Impression Allocation and Policy Search in Display Advertising
This addresses a key operational challenge for large publishers in maximizing revenue and impression quality, but it is incremental as it builds on existing auction and reinforcement learning frameworks.
The paper tackles the problem of optimizing impression allocation between guaranteed contracts and real-time bidding for publishers in online display advertising, proposing a multi-agent reinforcement learning method that adjusts bids to achieve optimal outcomes, with experiments on real-world datasets showing effectiveness.

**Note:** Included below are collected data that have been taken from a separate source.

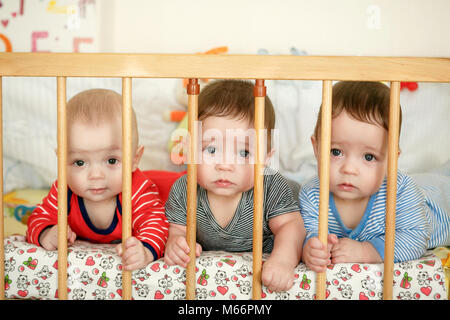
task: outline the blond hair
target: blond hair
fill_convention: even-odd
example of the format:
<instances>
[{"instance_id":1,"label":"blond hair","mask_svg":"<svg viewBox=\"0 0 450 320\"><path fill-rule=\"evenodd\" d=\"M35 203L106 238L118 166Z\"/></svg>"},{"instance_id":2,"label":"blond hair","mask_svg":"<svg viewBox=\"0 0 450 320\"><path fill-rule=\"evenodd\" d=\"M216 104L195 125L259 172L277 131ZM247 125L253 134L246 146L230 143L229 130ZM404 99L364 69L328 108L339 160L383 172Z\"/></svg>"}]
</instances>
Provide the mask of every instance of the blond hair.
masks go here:
<instances>
[{"instance_id":1,"label":"blond hair","mask_svg":"<svg viewBox=\"0 0 450 320\"><path fill-rule=\"evenodd\" d=\"M103 121L122 119L122 96L113 90L89 89L73 96L67 102L67 124L83 121L98 125ZM139 134L136 114L132 108L131 117L133 148L137 148Z\"/></svg>"}]
</instances>

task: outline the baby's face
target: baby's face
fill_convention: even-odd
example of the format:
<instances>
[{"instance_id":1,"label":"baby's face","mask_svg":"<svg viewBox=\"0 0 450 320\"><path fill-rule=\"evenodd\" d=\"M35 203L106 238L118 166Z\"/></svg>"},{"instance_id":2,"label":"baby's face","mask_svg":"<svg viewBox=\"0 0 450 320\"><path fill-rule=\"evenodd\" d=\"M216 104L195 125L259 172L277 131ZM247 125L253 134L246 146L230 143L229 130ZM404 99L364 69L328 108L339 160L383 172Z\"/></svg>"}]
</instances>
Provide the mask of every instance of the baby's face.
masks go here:
<instances>
[{"instance_id":1,"label":"baby's face","mask_svg":"<svg viewBox=\"0 0 450 320\"><path fill-rule=\"evenodd\" d=\"M335 198L362 200L379 189L387 171L387 141L383 127L345 111L332 120L330 191ZM318 144L314 147L318 155Z\"/></svg>"},{"instance_id":2,"label":"baby's face","mask_svg":"<svg viewBox=\"0 0 450 320\"><path fill-rule=\"evenodd\" d=\"M250 190L254 177L253 126L247 119L209 117L201 121L200 127L200 186L228 197Z\"/></svg>"},{"instance_id":3,"label":"baby's face","mask_svg":"<svg viewBox=\"0 0 450 320\"><path fill-rule=\"evenodd\" d=\"M110 200L122 191L121 127L120 119L70 125L67 184L87 201Z\"/></svg>"}]
</instances>

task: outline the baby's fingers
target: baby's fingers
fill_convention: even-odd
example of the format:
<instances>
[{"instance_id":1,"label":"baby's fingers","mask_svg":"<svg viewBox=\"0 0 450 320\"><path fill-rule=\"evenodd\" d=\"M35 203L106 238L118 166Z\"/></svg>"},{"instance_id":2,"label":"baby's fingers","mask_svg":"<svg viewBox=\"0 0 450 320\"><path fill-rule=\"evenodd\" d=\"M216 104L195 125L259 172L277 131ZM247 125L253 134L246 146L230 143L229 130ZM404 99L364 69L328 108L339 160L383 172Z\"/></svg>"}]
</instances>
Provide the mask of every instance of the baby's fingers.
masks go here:
<instances>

In online display advertising, guaranteed contracts and real-time bidding (RTB) are two major ways to sell impressions for a publisher. For large publishers, simultaneously selling impressions through both guaranteed contracts and in-house RTB has become a popular choice. Generally speaking, a publisher needs to derive an impression allocation strategy between guaranteed contracts and RTB to maximize its overall outcome (e.g., revenue and/or impression quality). However, deriving the optimal strategy is not a trivial task, e.g., the strategy should encourage incentive compatibility in RTB and tackle common challenges in real-world applications such as unstable traffic patterns (e.g., impression volume and bid landscape changing). In this paper, we formulate impression allocation as an auction problem where each guaranteed contract submits virtual bids for individual impressions. With this formulation, we derive the optimal bidding functions for the guaranteed contracts, which result in the optimal impression allocation. In order to address the unstable traffic pattern challenge and achieve the optimal overall outcome, we propose a multi-agent reinforcement learning method to adjust the bids from each guaranteed contract, which is simple, converging efficiently and scalable. The experiments conducted on real-world datasets demonstrate the effectiveness of our method.